Lufthansa play havoc with soloist’s flight

Lufthansa play havoc with soloist’s flight

main

norman lebrecht

August 19, 2017

From Marshall Marcus, CEO of the EUYO:

KAFKA RULES AT LUFTHANSA! A wonderful few hours trying to get Christian Lindberg to his EUYO rehearsal and concert tomorrow in Bolzano.

 

Lufthansa cancel his Stockholm Munich flight today at little notice and without asking him, book him on a flight 24 hours later which is no use to him. There is not a single Lufthansa person in the airport to talk to, no one on the phone at Lufthansa, and the lovely lady at SAS in Stockholm explains that without talking to Lufthansa she cannot change his flight.

So on to Specialised Travel where the wonderful Nichole puts a hold on a better flight today, but hey presto, we can’t buy the ticket until the previous coupon is closed. The airport say we can’t close it at the airport and Lufthansa, who we get on the phone eventually, says we can’t change it on the phone. By this time Christian has missed the new flight and some Lufthansa idiots say there is no more space on it anyway (not true as we have a hold on the seats through Specialised). So we fire Lufthansa and very speedily and easily buy an SAS ticket online.

So, end of the saga? Not so quick: as Specialised say, if the outward coupon on the Lufthansa flight is not closed before tomorrow morning’s outbound flight then Christian also loses his return to Stockholm. So now Christian is told by us to go back to the Lufthansa check-in desk and argue the case with non-existent Lufthansa staff. Lufthansa WHAT ARE YOU DOING?!!!!!!!!

 

Comments

  • Tom Moore says:

    At least the USA does not seem to be to blame.

  • lachera says:

    Conductors and soloists are cutting it a bit too close.

  • BillG says:

    It happens to common people, too.

  • Edgar says:

    Lufthansa is too occupied with taking over bankrupt Air Berlin, and thus is unable and unwilling to assist traveling musicians. Not much good to be expected for the future.

  • Anon says:

    All airlines today are more or less the same and have the same shitty way of doing business. The differences between them come down to flight plan on the desired route and the quality of the airports traveling in-between.

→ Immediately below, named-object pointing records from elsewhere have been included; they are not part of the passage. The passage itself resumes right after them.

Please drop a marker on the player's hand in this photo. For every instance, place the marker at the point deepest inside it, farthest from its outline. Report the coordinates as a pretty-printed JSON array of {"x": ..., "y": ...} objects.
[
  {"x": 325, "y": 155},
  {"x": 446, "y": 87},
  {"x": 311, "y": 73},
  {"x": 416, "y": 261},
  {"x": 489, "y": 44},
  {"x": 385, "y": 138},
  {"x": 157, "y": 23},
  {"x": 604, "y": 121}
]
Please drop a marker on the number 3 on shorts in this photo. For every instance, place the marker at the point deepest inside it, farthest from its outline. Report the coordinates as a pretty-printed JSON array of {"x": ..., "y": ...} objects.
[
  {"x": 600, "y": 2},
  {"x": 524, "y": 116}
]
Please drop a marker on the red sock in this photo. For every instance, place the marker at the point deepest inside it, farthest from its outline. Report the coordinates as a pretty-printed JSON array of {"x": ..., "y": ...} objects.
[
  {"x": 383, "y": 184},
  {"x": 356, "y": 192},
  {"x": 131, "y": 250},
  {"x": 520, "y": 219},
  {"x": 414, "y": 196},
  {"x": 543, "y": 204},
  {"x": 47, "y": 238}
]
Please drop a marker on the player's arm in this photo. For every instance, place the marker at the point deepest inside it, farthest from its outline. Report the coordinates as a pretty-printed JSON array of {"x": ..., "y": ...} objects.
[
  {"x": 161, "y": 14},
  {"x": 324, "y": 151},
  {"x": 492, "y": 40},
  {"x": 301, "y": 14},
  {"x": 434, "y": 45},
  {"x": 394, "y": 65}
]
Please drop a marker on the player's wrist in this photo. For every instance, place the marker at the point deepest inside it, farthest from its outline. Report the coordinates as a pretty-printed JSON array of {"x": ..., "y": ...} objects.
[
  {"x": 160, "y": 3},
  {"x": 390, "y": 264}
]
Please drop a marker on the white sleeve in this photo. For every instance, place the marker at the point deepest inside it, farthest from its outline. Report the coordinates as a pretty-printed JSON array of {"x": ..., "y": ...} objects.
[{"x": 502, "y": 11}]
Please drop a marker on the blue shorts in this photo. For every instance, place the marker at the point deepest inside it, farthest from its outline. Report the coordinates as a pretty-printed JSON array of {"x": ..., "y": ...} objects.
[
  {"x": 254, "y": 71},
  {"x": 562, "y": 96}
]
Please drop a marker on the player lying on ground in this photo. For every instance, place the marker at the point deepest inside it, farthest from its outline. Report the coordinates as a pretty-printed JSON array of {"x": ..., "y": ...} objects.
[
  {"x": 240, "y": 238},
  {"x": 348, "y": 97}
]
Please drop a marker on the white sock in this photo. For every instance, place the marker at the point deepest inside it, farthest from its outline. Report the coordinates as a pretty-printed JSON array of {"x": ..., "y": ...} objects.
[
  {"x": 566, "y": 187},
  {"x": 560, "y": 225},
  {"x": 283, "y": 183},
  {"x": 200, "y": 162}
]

    Customer service is ridiculous, telephone lines are robotic, and humans on the other end either not available or outright mentally challenged.
    Exceptions apply, occasionally you run into sane people with a brain and a heart, who need no MBA degree to understand, that passengers are humans, not freight objects.
    But those are rare.

  • Anon says:

    Difference here comes down to the local airline having humans on location, the remote one not. (SAS in Stockholm)
    Had the journey been Frankfurt-Stockholm on SAS, the story would have been the same but with reversed roles.

  • William Osborne says:

    Lufthansa did exactly the same thing to my wife. According to EU law, they must compensate the affected passenger. We made a claim. They simply ignored it.